In Italy the album went Gold with more than 35,000 copies sold. Einaudi describes this album as "A night-time landscape. A garden faintly visible under the dull glow of the night sky. A few stars dotting the darkness above, shadows of the trees all around. Light shining from a window behind me. What I can see is familiar, but it seems alien at the same time. It's like a dream - anything may happen."

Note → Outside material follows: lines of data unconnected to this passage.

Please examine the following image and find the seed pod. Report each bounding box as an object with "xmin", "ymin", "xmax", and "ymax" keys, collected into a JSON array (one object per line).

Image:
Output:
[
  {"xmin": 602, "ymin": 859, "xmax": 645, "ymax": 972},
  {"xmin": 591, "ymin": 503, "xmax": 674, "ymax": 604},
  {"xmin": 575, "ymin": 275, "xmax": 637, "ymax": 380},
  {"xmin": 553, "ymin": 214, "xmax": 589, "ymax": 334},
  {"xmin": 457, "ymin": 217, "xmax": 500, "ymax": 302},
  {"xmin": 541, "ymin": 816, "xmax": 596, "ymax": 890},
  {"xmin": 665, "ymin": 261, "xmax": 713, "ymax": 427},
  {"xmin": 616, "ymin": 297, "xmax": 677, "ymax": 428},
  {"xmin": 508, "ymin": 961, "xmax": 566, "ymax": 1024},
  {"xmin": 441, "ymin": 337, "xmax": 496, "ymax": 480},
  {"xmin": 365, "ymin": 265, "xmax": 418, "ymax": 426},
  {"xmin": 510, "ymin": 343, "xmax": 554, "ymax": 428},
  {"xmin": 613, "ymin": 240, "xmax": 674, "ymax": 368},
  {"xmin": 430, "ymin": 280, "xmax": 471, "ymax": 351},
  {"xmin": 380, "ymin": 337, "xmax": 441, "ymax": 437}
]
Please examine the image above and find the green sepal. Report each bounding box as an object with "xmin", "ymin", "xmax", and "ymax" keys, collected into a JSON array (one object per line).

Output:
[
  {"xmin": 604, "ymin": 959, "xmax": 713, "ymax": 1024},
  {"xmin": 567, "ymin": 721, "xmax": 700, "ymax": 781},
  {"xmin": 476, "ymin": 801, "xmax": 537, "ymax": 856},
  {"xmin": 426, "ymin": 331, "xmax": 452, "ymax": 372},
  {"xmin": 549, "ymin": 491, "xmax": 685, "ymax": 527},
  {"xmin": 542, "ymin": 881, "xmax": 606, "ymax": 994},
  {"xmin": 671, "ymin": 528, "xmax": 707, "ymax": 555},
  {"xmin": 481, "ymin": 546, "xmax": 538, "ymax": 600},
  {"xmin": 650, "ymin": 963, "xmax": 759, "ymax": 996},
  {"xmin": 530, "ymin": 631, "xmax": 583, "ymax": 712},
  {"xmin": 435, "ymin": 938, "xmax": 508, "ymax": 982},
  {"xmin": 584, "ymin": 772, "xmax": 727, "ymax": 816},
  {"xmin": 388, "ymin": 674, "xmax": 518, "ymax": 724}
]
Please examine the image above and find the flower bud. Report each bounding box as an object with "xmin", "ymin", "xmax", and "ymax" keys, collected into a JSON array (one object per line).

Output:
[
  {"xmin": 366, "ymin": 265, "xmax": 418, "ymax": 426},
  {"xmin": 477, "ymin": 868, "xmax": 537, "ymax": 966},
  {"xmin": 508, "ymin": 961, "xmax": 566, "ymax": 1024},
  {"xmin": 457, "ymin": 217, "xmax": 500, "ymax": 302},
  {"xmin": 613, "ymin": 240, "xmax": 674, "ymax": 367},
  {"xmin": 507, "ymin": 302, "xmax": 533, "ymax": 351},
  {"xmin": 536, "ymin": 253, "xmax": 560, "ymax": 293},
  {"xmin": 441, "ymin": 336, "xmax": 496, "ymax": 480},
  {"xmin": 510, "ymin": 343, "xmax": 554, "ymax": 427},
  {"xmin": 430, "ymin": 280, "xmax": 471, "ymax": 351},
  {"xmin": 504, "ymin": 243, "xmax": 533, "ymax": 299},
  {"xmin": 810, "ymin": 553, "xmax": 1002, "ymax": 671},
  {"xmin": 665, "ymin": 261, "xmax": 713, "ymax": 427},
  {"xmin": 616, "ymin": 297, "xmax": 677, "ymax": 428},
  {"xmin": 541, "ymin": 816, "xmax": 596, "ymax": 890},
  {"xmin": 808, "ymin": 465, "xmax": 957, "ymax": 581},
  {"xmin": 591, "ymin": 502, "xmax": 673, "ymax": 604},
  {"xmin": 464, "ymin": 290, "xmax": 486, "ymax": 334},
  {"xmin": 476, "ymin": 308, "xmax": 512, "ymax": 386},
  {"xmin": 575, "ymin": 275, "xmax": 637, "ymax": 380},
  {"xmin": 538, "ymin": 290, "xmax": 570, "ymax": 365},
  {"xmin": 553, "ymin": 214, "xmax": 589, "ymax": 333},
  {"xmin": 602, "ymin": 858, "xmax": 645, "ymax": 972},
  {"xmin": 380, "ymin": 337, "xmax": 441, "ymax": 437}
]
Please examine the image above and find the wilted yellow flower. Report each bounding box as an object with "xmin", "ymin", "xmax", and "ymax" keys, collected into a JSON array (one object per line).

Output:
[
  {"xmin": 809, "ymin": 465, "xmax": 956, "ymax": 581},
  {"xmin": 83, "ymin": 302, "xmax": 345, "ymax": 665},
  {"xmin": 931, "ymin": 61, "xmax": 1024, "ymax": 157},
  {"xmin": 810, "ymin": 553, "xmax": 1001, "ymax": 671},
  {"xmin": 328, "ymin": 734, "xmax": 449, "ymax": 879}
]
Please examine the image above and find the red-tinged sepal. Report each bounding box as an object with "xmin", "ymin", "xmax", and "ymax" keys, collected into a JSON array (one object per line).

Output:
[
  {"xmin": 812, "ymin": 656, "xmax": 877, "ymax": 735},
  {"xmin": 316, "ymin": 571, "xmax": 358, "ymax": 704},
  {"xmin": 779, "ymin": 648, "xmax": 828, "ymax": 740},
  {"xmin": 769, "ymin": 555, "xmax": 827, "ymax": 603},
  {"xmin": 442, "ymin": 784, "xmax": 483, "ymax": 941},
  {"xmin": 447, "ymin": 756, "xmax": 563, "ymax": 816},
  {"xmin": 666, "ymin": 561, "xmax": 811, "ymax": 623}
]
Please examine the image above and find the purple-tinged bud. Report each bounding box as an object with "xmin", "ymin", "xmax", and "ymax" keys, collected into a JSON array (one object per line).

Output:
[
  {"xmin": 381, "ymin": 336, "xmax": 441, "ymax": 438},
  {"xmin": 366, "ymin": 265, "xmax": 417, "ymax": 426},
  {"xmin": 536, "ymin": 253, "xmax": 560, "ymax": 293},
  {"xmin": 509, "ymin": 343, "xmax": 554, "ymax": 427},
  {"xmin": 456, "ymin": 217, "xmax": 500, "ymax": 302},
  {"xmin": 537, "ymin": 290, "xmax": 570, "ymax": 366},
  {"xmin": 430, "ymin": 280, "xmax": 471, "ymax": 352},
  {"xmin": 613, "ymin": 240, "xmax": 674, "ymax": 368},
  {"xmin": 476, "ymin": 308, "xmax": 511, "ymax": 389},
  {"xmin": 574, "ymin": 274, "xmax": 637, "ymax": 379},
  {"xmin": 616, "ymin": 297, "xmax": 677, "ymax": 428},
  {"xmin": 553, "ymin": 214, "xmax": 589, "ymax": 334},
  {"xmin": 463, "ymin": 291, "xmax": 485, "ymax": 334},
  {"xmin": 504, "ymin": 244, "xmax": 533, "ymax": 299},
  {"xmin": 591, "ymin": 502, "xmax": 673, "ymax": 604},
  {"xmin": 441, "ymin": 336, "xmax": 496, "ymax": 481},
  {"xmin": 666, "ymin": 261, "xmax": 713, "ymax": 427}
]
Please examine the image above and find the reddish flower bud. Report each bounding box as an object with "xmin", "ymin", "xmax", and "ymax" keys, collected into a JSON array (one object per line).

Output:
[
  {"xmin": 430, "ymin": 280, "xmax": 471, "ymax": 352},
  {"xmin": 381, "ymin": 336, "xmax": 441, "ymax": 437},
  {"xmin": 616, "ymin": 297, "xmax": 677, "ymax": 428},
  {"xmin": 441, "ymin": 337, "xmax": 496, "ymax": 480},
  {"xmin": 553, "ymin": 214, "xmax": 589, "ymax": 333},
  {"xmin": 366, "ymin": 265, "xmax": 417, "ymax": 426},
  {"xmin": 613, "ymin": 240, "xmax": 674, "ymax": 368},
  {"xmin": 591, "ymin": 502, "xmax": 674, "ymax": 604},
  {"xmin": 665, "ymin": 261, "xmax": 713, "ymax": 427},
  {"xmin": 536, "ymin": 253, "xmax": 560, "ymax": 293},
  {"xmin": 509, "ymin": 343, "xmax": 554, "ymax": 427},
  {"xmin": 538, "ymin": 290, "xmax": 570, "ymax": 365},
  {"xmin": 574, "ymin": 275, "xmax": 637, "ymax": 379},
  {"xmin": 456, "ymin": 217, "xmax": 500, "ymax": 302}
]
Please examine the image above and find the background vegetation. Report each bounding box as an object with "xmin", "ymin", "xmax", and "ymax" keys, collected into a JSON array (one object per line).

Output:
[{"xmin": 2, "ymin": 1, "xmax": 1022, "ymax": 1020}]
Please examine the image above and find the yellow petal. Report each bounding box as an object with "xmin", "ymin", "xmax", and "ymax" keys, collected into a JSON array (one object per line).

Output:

The title track "Nightbook" was used in the TV advertisement for the Channel 4 drama "Any Human Heart".
The track "Lady Labyrinth" is often used as background music in Top Gear specials.

==Track listing==

| No. | Title | Length |
|---|---|---|
| 1. | "In Principio" | 2:51 |
| 2. | "Lady Labyrinth" | 5:30 |
| 3. | "Nightbook" | 5:50 |
| 4. | "Indaco" | 5:21 |
| 5. | "The Snow Prelude N. 15" | 4:28 |
| 6. | "Eros" | 5:36 |
| 7. | "The Crane Dance" | 3:05 |
| 8. | "The Snow Prelude N. 2" | 4:08 |
| 9. | "The Tower" | 4:40 |
| 10. | "Rêverie" | 4:40 |
| 11. | "Bye Bye Mon Amour" | 7:37 |
| 12. | "The Planets" | 7:07 |
| 13. | "Solo" (Hidden track, also known as "Piste Sans Titre 13", which literally means "Untitled Track 13" in the Dutch release) | 8:46 |

Bonus Track
| No. | Title | Length |
|---|---|---|
| 14. | "Berlin Song" | 4:31 |

==Charts==

| Chart (2015) | Peak position |
|---|---|
| French Albums (SNEP) | 131 |
| Italian Albums (FIMI) | 11 |

==Certifications and sales==

| Region | Certification | Certified units/sales |
| Italy (FIMI) | Gold | 30,000^{*} |
Summaries
| Worldwide | — | 750,000 |
^{*} Sales figures based on certification alone.